The LIR and MER motifs are required for BNIP3-mediated mitochondrial clearance

(A) Schematics of Drosophila BNIP3 and its mutants. (B) GFP pulldown experiment between GFP-BNIP3 and HA-Atg18a in S2 cells. (C) The structure of the BNIP3-Atg18a complex predicted by AlphaFold 3. Top, overview: Atg18a is depicted in white, featuring a β-propeller structure consisting of seven blades, with blades 2 and 3 highlighted in green and pink, respectively. For BNIP3, only residues 29–74 are shown in blue for clarity, with the α-helix spanning residues 42–53 highlighted in yellow. Bottom, close-up view: Amino acids positioned to form intramolecular contacts through their side chains are labeled and represented as sticks, with potential hydrogen bonds shown as dashed lines. (D and D’) BNIP3 rescue experiment in DIOMs at 4 d APF. The indicated GFP-tagged BNIP3 constructs and tdTomato-Mito were co-expressed in BNIP3 KO flies using the GAL4/UAS system (D). A minimum of 50 DIOMs were imaged for quantification (D’). (E) The amount of GFP-BNIP3 in WT and Atg101 KO muscles. The GFP-BNIP3 constructs were expressed by Mef2-GAL4 in WT or Atg101 KO flies. Larval fillets were lysed and subjected to western blotting for GFP.

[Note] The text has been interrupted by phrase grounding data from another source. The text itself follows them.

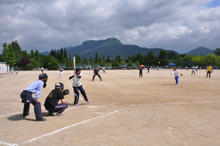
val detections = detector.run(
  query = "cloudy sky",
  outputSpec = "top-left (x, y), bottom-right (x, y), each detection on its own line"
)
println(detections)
top-left (0, 0), bottom-right (220, 54)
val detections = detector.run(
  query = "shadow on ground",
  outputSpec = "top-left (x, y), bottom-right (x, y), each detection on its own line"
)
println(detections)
top-left (7, 114), bottom-right (36, 121)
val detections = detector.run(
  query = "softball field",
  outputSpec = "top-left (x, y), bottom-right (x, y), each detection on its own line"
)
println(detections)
top-left (0, 69), bottom-right (220, 146)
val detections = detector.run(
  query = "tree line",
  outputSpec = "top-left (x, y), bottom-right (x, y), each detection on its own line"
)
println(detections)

BNIP3-mediated mitophagy eliminates larval muscle mitochondria during muscle remodeling

(A and A’) Time course microscopy of Mito-GFP and F-actin in control or BNIP3 KO during DIOM remodeling (A). Mitochondria area per total cell area. For 3IL, control, N = 18; BNIP3 KO, N = 17. For 1 d APF, control, N = 20; BNIP3 KO, N= 18 (Mann-Whitney test) (A’). (B) Mitophagy assay using Mito-QC in DIOMs at 1 d APF. Pixel intensity correlation profiles and Spearman’s correlation coefficients (R values) are shown. (C, D, and D’) Scheme of the use of GAL80 temperature-sensitive mutants (GAL80ts). The animals were raised at 29°C (Restrictive) to induce Mito-GFP expression until mid-3IL, then shifted to 18°C (Permissive) to block expression (C). Mito-GFP and ATP5A immunostaining (total mitochondria) signals in muscles at 3IL or 4 d APF (D). Mito-GFP intensities in muscles at each time point normalized to control (set to 1). For 3IL, control, N = 16; BNIP3 KO, N = 15. For 1 d APF, control, N = 15; BNIP3 KO, N= 15 (Mann-Whitney test) (D’). (E) A model of muscle remodeling with or without BNIP3. Loss of BNIP3 leads to mitochondrial accumulation, which disrupts muscle remodeling.